オンライン・アイデンティティを決定するのは、ネットに公開される本人の写真である。中川友里さんはそこで多様な変身を見せる。本物の彼女はいったいどれなのかと、見る者を惑わすくらいである。
とくに大きな変身を見せるのが、彼女がセルフディレクションしたファッション写真の上である。
「仕事での撮影とは全く別に、自分が撮りたい写真を撮ります。自分をプロモーションするブックに載せるための“作撮り”ですが、ネットでも公開します。」
セルフディレクションする撮影では、カメラマンさんと協働、時々ヘアメイクさんとも協働するが、その他は全て、衣装も、小物も、セットも彼女自身で準備する。しかも既製品を用いず、自作することが多い。
「例えば、この写真は、髪の毛が個体から液体に状態変化する瞬間を切り取りたいと思いました。」
まずは頭の中にイメージを描く。
「スライムを作るため、洗濯のりとホウ砂と絵の具を買ってきて、撮影前日、夜な夜な練りました。あと、オーロラフィルムを買ってきて、それをクラッシュさせて、カメラのレンズのまわりに付けさせてもらいました。光を乱反射させて、ベールをかぶせたように撮りたかったからです。材料はいつも100円ショップへ見に行って、無ければ東急ハンズ、手芸屋さんなど行って揃えます。」
下記のWEBサイトを見れば、彼女の他のセルフディレクションの写真も多数見ることができる。
http://darayunya.blogspot.jp/
そのほとんどが、このように彼女の手作りで作られている。
しかしこうした制作は、経験知がないとできないはずだ。彼女がそれをなんなく行うには理由があった。

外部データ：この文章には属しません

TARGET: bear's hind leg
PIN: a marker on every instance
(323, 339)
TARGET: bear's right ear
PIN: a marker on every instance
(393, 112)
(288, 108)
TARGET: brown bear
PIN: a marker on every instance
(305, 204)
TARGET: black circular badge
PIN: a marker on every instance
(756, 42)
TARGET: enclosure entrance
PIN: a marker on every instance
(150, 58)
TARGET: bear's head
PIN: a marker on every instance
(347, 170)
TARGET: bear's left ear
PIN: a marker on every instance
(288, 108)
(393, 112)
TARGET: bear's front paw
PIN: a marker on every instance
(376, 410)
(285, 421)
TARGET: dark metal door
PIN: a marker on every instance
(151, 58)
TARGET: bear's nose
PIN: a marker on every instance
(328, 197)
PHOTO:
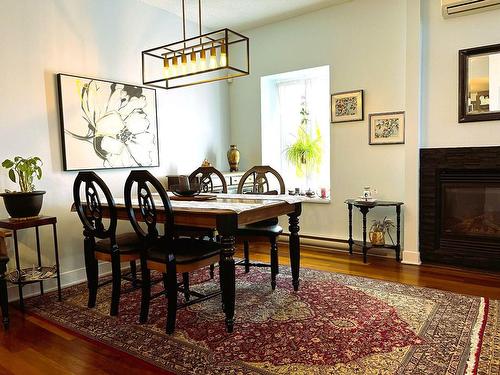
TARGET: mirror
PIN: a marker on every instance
(479, 84)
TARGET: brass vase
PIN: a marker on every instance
(233, 158)
(377, 238)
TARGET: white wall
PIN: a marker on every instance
(363, 41)
(442, 39)
(101, 39)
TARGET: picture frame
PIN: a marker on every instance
(386, 128)
(106, 124)
(347, 106)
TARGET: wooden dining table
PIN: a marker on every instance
(226, 213)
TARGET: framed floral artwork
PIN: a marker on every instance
(387, 128)
(347, 106)
(107, 124)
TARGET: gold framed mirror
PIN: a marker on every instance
(479, 84)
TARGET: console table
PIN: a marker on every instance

「もともとコスプレが好きなんです。高校生くらいからやっていて、大学の学園祭の時も、毎年、何かしらのコスプレをして、カラオケ大会に出たり、模擬店をやったりしていました。綾波レイなんかもやったことあります。大学4年生くらいからは、キャラクターの格好ではなく、オリジナルのコスプレを始めました。この花魁の格好をした写真などはその頃のものです。」
彼女のファッションの源流には、コスプレがある。実は、原宿系ストリート・ファッションのリーダーたちには、かつてコスプレに親しんでいた人が多いと言う。
「当時は友達と2人でスタジオを借りて、やるなら本気の作品にしたかったので、プロのカメラマンさんを頼んだりしました。友達は私とやりたいものは違ったけれど、2人でスタジオ借りた方が安いから、それぞれ2個ずつ撮りたいものを考えてくるなどして、スタジオとカメラマンさんを頼むのに1回5万円くらいだったから、1人はその半分。一回の撮影は貴重だから、企画をよく練って、準備を入念にしてのぞみました。」
衣装もセットも自作し、できる限り低コストに、できる限り本格的に撮影するのは、コスプレで培われたノウハウだったのだ。彼女がネットで多様な変身を見せることも、コスプレの延長だと考えると理解しやすい。コスプレのモチーフを、漫画やアニメのキャラクターから、今では自分の頭に描くイメージへ変えて、クリエーションする。彼女は「オンライン・アイデンティティのクリエーター」だと私は考える。